JAKARTA (RIAUPOS.CO) – Terdakwa kasus dugaan suap pengurusan fatwa Mahkamah Agung (MA) Pinangki Sirna Malasari tak kuasa menahan tangis saat membacakan nota pembelaan atau pleidoi di hadapan jaksa penuntut umum (JPU) dan majelis hakim Pengadilan Negeri Tindak Pidana Korupsi (Tipikor) Jakarta. Pinangki meminta kemurahan hati majelis hakim untuk memutus perkaranya secara adil.
"Pada kesempatan ini, saya mohon diberikan pengampunan dan mohon diberikan kesempatan untuk dapat segera kembali kepada keluarga dan menjalankan pekerjaan utama saya sebagai seorang ibu bagi anak saya Bimasena,’’ kata Pinangki membacakan pleidoi di PN Tipikor Jakarta, Rabu (20/1).
Mantan Kepala Sub Bagian Pemantauan dan Evaluasi II pada Biro Perencanaan Jaksa Agung Muda Pembinaan Kejagung meminta Hakim dapat memutusnya dengan adil. ’’Tiada kata yang bisa saya sampaikan lagi pada pledoi ini kecuali rasa penghormatan kepada Majelis hakim yang saya percaya bisa memutuskan yang seadil-adilnya,’’ ungkap Pinangki.
Pinangki meyakini, kasus yang menjeratnya dapat dilihat secara jernih oleh majelis hakim. Sehingga dapat mihat perkara yang menjeratnya itu sebagaimana yang didakwakan jaksa.

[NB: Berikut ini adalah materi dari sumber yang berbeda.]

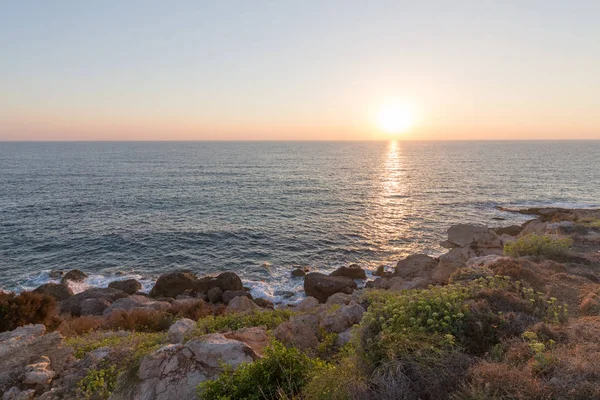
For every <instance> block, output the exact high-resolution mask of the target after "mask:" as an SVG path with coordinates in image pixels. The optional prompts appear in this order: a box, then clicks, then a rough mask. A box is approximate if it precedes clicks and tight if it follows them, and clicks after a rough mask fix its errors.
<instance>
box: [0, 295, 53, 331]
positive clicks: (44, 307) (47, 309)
mask: <svg viewBox="0 0 600 400" xmlns="http://www.w3.org/2000/svg"><path fill="white" fill-rule="evenodd" d="M27 324H44V325H46V326H47V327H49V328H53V327H55V326H56V325H57V324H58V315H57V308H56V300H55V299H54V298H53V297H50V296H47V295H42V294H39V293H32V292H22V293H21V294H19V295H16V294H15V293H12V292H11V293H2V292H0V332H5V331H12V330H13V329H16V328H18V327H19V326H23V325H27Z"/></svg>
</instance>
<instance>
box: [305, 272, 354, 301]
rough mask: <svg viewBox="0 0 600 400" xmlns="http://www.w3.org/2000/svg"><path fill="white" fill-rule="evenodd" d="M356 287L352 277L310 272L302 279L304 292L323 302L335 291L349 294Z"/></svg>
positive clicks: (307, 295)
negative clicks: (331, 275)
mask: <svg viewBox="0 0 600 400" xmlns="http://www.w3.org/2000/svg"><path fill="white" fill-rule="evenodd" d="M356 288H357V285H356V282H354V280H353V279H351V278H348V277H343V276H327V275H324V274H321V273H318V272H311V273H309V274H307V275H306V278H305V279H304V292H305V293H306V295H307V296H312V297H314V298H316V299H317V300H319V302H321V303H324V302H325V301H327V299H328V298H329V296H331V295H332V294H335V293H339V292H341V293H347V294H351V293H352V292H353V291H354V289H356Z"/></svg>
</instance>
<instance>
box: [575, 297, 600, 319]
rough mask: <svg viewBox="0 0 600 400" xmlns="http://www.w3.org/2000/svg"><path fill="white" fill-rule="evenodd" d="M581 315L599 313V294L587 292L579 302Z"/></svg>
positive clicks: (599, 311) (599, 313) (579, 309)
mask: <svg viewBox="0 0 600 400" xmlns="http://www.w3.org/2000/svg"><path fill="white" fill-rule="evenodd" d="M579 312H580V313H581V315H600V295H598V293H593V292H592V293H588V294H587V295H586V296H585V297H584V298H583V300H582V301H581V303H580V304H579Z"/></svg>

’’Saya yakin dan percaya bahwa persidangan yang mulia ini akan mengadili yang seadil-adilnya untuk memutuskan apakah perbuatan saya ini merupakan perbuatan yang tercela dan tidak pantas. Atau perbuatan pidana yang telah memenuhi unsur delik pidana sebagaimana yang didakwakan oleh JPU,’’ ujar Pinangki.

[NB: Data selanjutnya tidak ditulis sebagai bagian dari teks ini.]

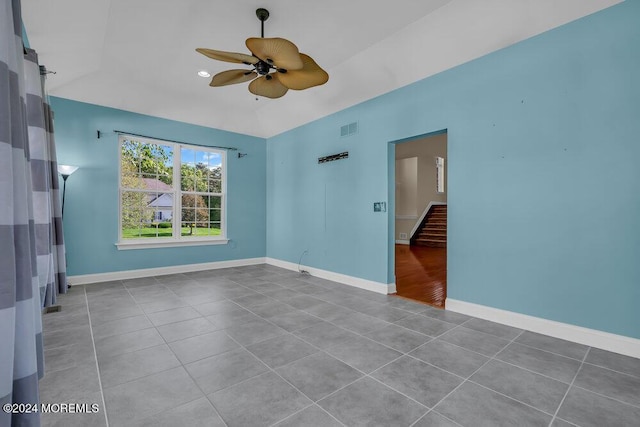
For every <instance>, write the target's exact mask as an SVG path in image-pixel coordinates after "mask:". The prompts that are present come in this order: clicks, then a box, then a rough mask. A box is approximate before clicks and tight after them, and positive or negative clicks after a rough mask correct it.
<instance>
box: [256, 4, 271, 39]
mask: <svg viewBox="0 0 640 427" xmlns="http://www.w3.org/2000/svg"><path fill="white" fill-rule="evenodd" d="M256 16H257V17H258V19H259V20H260V27H261V37H262V38H264V21H266V20H267V19H269V11H268V10H267V9H263V8H260V9H257V10H256Z"/></svg>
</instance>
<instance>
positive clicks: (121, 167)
mask: <svg viewBox="0 0 640 427" xmlns="http://www.w3.org/2000/svg"><path fill="white" fill-rule="evenodd" d="M120 159H121V160H120V171H121V181H120V184H121V186H122V187H124V188H139V189H149V190H160V191H167V190H170V189H171V186H172V180H173V148H172V147H171V146H169V145H159V144H147V143H143V142H140V141H136V140H133V139H125V140H124V141H123V142H122V145H121V152H120Z"/></svg>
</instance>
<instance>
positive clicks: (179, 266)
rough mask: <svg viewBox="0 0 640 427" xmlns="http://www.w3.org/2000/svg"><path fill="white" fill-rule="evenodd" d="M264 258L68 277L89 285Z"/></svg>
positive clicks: (82, 283)
mask: <svg viewBox="0 0 640 427" xmlns="http://www.w3.org/2000/svg"><path fill="white" fill-rule="evenodd" d="M264 263H265V258H246V259H235V260H231V261H216V262H205V263H201V264H184V265H172V266H168V267H156V268H143V269H139V270H125V271H111V272H108V273H96V274H83V275H78V276H69V277H68V281H69V284H71V285H89V284H92V283H100V282H109V281H112V280H126V279H138V278H140V277H151V276H162V275H165V274H177V273H188V272H191V271H202V270H216V269H220V268H229V267H243V266H246V265H256V264H264Z"/></svg>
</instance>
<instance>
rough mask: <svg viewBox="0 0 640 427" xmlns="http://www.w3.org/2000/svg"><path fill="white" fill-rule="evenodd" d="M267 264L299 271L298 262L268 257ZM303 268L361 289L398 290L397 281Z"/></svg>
mask: <svg viewBox="0 0 640 427" xmlns="http://www.w3.org/2000/svg"><path fill="white" fill-rule="evenodd" d="M266 262H267V264H271V265H274V266H276V267H282V268H286V269H287V270H293V271H298V264H296V263H293V262H289V261H282V260H279V259H275V258H269V257H267V258H266ZM300 268H301V269H303V270H305V271H308V272H309V274H311V275H312V276H315V277H319V278H321V279H327V280H333V281H334V282H339V283H343V284H345V285H349V286H354V287H356V288H360V289H366V290H367V291H373V292H377V293H379V294H385V295H387V294H393V293H395V292H396V284H395V283H389V284H387V283H380V282H374V281H372V280H366V279H361V278H359V277H353V276H347V275H346V274H340V273H334V272H333V271H328V270H321V269H319V268H313V267H308V266H306V265H301V266H300Z"/></svg>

Sebelumnya, Pinangki dituntut pidana empat tahun penjara oleh JPU. Jaksa meyakini, Pinangki bersalah menerima suap dari terpidana kasus hak tagih Bank Bali, Djoko Tjandra.

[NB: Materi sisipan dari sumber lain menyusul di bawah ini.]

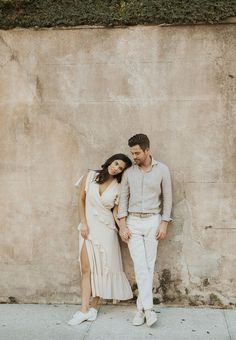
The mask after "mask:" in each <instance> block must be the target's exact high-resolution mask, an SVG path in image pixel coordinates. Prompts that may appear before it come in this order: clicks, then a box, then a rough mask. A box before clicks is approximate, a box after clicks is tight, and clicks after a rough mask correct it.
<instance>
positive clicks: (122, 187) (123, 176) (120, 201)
mask: <svg viewBox="0 0 236 340" xmlns="http://www.w3.org/2000/svg"><path fill="white" fill-rule="evenodd" d="M129 192H130V191H129V183H128V176H127V171H125V172H124V174H123V176H122V181H121V188H120V200H119V206H118V214H117V217H118V218H119V219H120V218H123V217H127V216H128V205H129V203H128V202H129Z"/></svg>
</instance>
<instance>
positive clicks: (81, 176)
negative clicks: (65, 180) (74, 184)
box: [75, 175, 84, 188]
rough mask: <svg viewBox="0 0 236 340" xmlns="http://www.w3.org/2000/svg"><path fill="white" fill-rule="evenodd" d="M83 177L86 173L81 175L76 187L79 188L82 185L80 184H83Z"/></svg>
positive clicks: (77, 182) (76, 183)
mask: <svg viewBox="0 0 236 340" xmlns="http://www.w3.org/2000/svg"><path fill="white" fill-rule="evenodd" d="M83 177H84V175H82V176H80V178H79V179H78V180H77V181H76V182H75V186H76V188H79V187H80V184H81V182H82V179H83Z"/></svg>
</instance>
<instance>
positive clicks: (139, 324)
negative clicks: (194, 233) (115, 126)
mask: <svg viewBox="0 0 236 340" xmlns="http://www.w3.org/2000/svg"><path fill="white" fill-rule="evenodd" d="M128 145H129V147H130V151H131V154H132V157H133V160H134V165H133V166H132V167H131V168H129V169H128V170H127V171H126V172H125V173H124V175H123V178H122V183H121V194H120V203H119V209H118V218H119V220H120V236H121V238H122V240H123V241H124V242H127V243H128V247H129V251H130V255H131V258H132V260H133V263H134V271H135V277H136V282H137V285H138V290H139V296H138V299H137V313H136V315H135V317H134V319H133V325H135V326H139V325H142V324H143V323H144V322H145V319H146V322H147V325H148V326H152V325H153V324H154V323H155V322H156V321H157V317H156V313H155V312H154V311H152V308H153V296H152V283H153V272H154V266H155V261H156V253H157V245H158V241H159V240H163V239H164V238H165V236H166V232H167V226H168V222H170V221H171V218H170V213H171V206H172V192H171V178H170V172H169V169H168V167H167V166H166V165H164V164H163V163H161V162H159V161H158V162H157V161H155V160H154V159H153V157H152V156H151V154H150V141H149V139H148V137H147V136H146V135H144V134H137V135H135V136H133V137H131V138H130V139H129V141H128Z"/></svg>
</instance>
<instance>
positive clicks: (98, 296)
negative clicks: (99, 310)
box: [91, 296, 100, 308]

’’Menjatuhkan pidana terhadap terdakwa Pinangki Sirna Malasari dengan pidana penjara empat tahun penjara dikurangi masa tahanan,’’ kata Jaksa Yanuar Utomo membacakan surat tuntutan di Pengadilan Negeri Tindak Pidana Korupsi (Tipikor) Jakarta, Senin (11/1).
Selain dituntut pidana penjara, mantan Kepala Sub Bagian Pemantauan dan Evaluasi II pada Biro Perencanaan Jaksa Agung Muda Pembinaan Kejaksaan Agung ini juga dituntut untuk membayar denda sebesar Rp500 juta subsider enam bulan kurungan.
Jaksa menyatakan, Pinangki yang merupakan aparat penegak hukum tidak mendukung program pemerintah dalam rangka memberantas korupsi, kolusi dan nepotisme. Kendati demikian, Pinangki menyesali perbuatannya dan berjanji tidak mengulangi perbuatannya, serta mempunyai anak berusia empat tahun.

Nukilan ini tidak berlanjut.